Electromagnetic System Conceptual Design for a Negative Triangularity Tokamak

TL;DR

This paper presents a detailed electromagnetic design for a compact negative triangularity tokamak aimed at testing control software and understanding NT operation, utilizing existing copper magnet technology.

Contribution

It introduces a pre-conceptual design of a negative triangularity tokamak with specific coil configurations and stability measures, advancing NT device development.

Findings

Achieves a wide range of plasma geometries with specified triangularity and elongation.

Demonstrates passive stabilization reduces vertical instability growth rates by approximately 75%.

Predicts mechanical loads on coils and passive structures during disruptions.

Abstract

Negative triangularity (NT) tokamak configurations have several key benefits including sufficient core confinement, improved power handling, and reduced edge pressure gradients that allow for edge-localized mode (ELM) free operation.

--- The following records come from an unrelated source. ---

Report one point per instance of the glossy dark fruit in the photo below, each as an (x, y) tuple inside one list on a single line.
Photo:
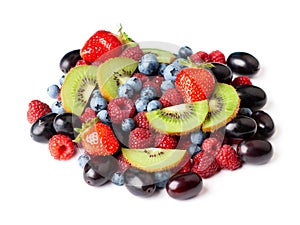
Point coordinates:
[(243, 63), (139, 183), (99, 170), (69, 60), (255, 151), (184, 186), (65, 123), (251, 96), (265, 124), (42, 129), (241, 127), (222, 72)]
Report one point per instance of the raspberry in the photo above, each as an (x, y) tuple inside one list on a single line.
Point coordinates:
[(171, 97), (211, 146), (165, 141), (199, 57), (140, 138), (205, 165), (241, 80), (141, 120), (61, 147), (217, 56), (120, 109), (36, 110), (88, 114), (134, 52), (228, 158)]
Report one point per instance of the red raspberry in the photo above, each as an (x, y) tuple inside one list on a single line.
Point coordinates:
[(205, 165), (211, 146), (199, 57), (241, 80), (120, 109), (165, 141), (36, 110), (61, 147), (133, 52), (171, 97), (88, 114), (141, 120), (217, 56), (228, 158), (143, 77), (140, 138)]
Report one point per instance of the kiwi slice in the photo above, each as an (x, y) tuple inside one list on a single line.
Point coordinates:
[(163, 56), (76, 90), (113, 73), (178, 119), (153, 159), (223, 106)]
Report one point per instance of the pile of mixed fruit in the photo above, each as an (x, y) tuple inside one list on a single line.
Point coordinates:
[(151, 119)]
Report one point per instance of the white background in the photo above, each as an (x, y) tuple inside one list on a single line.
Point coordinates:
[(36, 189)]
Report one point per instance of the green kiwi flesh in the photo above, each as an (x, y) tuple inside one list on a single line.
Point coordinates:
[(178, 119), (163, 56), (76, 90), (113, 73), (153, 159), (223, 106)]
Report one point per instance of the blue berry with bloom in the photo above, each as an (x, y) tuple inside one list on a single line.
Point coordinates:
[(148, 64)]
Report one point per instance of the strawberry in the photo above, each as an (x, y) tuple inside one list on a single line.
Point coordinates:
[(36, 109), (228, 158), (100, 43), (61, 147), (194, 84), (165, 141), (205, 165), (241, 80), (99, 139)]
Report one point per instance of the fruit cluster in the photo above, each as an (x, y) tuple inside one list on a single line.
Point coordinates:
[(149, 119)]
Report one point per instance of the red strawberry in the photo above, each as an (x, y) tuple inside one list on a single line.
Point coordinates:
[(36, 110), (99, 139), (140, 138), (228, 158), (205, 165), (241, 80), (61, 147), (199, 57), (217, 56), (165, 141), (171, 97), (100, 43), (195, 84)]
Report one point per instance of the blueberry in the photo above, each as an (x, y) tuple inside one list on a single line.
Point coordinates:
[(153, 105), (57, 107), (83, 159), (118, 178), (141, 104), (53, 91), (148, 93), (148, 64), (193, 149), (185, 52), (135, 83), (103, 116), (98, 103), (197, 137), (166, 84), (128, 124), (171, 72), (125, 90), (162, 68)]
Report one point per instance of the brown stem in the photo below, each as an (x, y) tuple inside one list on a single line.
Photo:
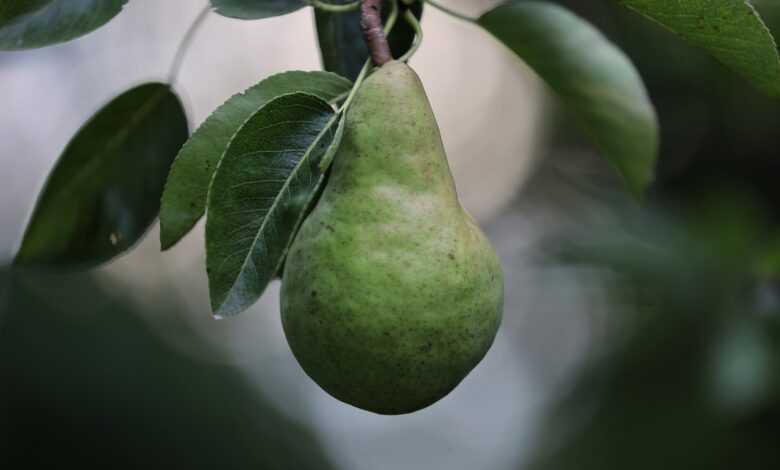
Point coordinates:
[(373, 33)]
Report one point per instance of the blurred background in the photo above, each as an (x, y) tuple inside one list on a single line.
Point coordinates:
[(634, 336)]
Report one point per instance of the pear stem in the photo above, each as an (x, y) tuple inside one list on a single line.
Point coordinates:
[(373, 33)]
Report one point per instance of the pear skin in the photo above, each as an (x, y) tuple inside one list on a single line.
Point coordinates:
[(391, 293)]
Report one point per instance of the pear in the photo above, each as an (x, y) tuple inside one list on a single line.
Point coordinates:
[(391, 294)]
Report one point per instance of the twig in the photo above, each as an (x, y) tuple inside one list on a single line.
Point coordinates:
[(185, 44), (373, 33)]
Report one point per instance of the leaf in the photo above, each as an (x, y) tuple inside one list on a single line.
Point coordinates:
[(256, 9), (341, 40), (104, 191), (10, 10), (730, 30), (591, 76), (260, 194), (54, 21), (184, 199)]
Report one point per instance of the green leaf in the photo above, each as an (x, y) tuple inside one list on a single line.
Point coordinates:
[(104, 191), (42, 23), (10, 10), (591, 76), (184, 199), (256, 9), (341, 40), (730, 30), (260, 194)]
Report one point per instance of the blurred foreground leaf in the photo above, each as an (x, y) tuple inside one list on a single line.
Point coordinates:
[(730, 30), (256, 9), (592, 77), (104, 192), (42, 23)]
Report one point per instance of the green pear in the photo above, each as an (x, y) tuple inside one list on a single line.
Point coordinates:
[(391, 294)]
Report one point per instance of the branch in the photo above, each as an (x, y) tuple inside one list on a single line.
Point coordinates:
[(373, 33)]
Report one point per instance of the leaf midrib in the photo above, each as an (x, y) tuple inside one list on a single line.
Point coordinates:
[(274, 206)]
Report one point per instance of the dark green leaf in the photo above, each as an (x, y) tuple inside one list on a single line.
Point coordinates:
[(54, 21), (104, 191), (592, 77), (341, 40), (730, 30), (256, 9), (260, 194), (10, 10), (184, 199)]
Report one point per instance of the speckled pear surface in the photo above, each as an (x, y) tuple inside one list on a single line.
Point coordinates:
[(391, 294)]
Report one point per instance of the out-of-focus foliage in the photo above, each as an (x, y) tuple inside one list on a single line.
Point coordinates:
[(594, 80), (84, 383), (689, 374)]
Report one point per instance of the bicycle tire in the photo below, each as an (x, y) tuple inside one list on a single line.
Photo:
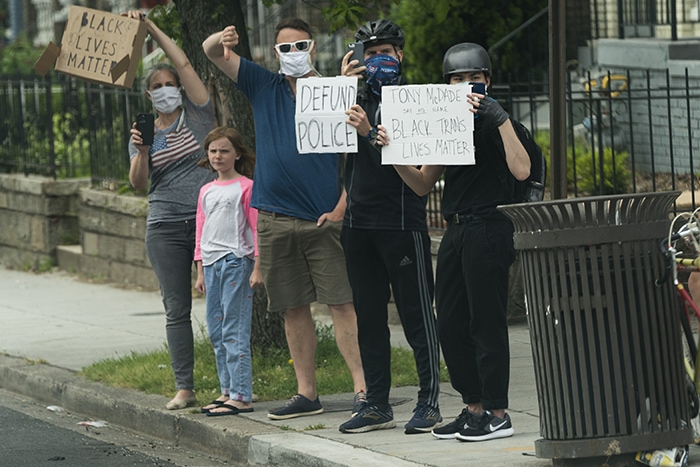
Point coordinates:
[(690, 353)]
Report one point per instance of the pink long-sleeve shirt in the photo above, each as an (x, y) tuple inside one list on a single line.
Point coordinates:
[(226, 223)]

We present the design of a compact NT device for testing sophisticated simulation and control software, with the aim of demonstrating NT controllability and informing power plant operation. The TokaMaker code is used to develop the basic electromagnetic system of the $R_0$ = 1 m, $a$ = 0.27 m, $B_t$ = 3 T, $I_p$ = 0.75 MA tokamak. The proposed design utilizes eight poloidal field coils with maximum currents of 1 MA to achieve a wide range of plasma geometries with $-0.7 < \delta < -0.3$ and $1.5 < \kappa < 1.9$. Scenarios with strong negative triangularity and high elongation are particularly susceptible to vertical instability, necessitating the inclusion of high-field side and/or low-field side passive stabilizing plates which together reduce vertical instability growth rates by $\approx$75%. Upper limits for the forces on poloidal and toroidal field coils are predicted and mechanical loads on passive structures during current quench events are assessed. The 3 T on-axis toroidal field is achieved with 16 demountable copper toroidal field coils, allowing for easy maintenance of the vacuum vessel and poloidal field coils. This pre-conceptual design study demonstrates that the key capabilities required of a dedicated NT tokamak experiment can be realized with existing copper magnet technologies.